SB: Family members are often trying to protect their loved one from being hurt. There are so many ways a physician can mess up such a delicate conversation. I ended up spending some time with the family member and assured them that I heard their concern. We came to an agreement that I would ask, “What do you understand about what is going on?” This would give my patient a chance to let me, and her family, know how much she knew and how much she wanted to know. I insisted on having a translator involved.
It’s important to understand where the family is coming from and why they are making the request to not disclose the diagnosis. Is it fear of how the patient may handle the news? Distrust of the medical system? Lack of awareness of what is going to be discussed? Or, maybe they had a prior, less-than-optimal encounter with the medical system and they are worried about a similar experience happening again. Context really can help process what’s going on.
I may try to decompress the situation and let the family know that we can work towards informing the patient over multiple visits—not everything needs to be said all at once. Often I don’t have the time to go through my list of topics in one session and will schedule a follow-up visit. Taking time allows the patient and the family to prepare better, I think.

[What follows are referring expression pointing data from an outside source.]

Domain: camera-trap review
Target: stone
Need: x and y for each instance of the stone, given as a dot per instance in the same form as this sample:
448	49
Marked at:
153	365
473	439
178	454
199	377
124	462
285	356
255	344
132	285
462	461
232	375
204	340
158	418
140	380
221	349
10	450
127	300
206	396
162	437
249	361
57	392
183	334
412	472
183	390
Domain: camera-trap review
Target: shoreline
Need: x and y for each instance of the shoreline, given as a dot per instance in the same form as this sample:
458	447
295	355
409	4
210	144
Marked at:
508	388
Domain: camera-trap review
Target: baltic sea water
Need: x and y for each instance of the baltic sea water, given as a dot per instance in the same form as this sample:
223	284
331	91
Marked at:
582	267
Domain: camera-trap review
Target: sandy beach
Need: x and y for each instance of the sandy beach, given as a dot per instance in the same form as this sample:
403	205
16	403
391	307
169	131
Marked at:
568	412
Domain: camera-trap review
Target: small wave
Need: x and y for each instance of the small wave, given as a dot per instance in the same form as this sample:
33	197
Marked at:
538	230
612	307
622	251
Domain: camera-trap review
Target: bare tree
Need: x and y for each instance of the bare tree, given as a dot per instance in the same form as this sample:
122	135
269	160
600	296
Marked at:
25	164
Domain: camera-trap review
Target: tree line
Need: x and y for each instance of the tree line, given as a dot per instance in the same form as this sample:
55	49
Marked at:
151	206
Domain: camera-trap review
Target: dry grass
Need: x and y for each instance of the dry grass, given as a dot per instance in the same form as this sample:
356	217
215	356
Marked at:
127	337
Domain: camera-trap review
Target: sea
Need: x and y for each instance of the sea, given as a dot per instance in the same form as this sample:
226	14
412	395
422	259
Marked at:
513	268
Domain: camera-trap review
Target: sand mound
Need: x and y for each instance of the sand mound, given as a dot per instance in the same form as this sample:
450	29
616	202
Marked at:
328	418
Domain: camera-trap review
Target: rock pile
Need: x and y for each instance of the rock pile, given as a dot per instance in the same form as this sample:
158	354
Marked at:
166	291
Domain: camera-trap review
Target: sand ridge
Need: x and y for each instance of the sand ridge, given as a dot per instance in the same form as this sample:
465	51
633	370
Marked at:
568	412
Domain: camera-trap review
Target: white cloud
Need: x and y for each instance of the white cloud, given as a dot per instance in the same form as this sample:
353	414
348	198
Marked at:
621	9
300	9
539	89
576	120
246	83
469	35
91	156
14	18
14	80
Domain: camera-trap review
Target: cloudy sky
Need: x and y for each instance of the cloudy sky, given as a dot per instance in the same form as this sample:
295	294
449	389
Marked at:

Looking back, the idea that not everything requires disclosure in one encounter is a good one. Back then, I felt that starting with what was going on was really the only place to truly start. If the gentleman I was meeting with for the first time did not know what he was even here for, how could we discuss treatment? But with time I’ve learned that the learning curve regarding cancer is steep—not just for the person diagnosed but for those who care for them—and everyone absorbs information at their own pace. As Dr. Beg stated, taking cues from them is critical. While some people respond well to a direct “just the facts” approach, others respond better to a slower, more deliberate process, and one that lets me demonstrate that I am a person first—a husband, a father, a son—and an oncologist second.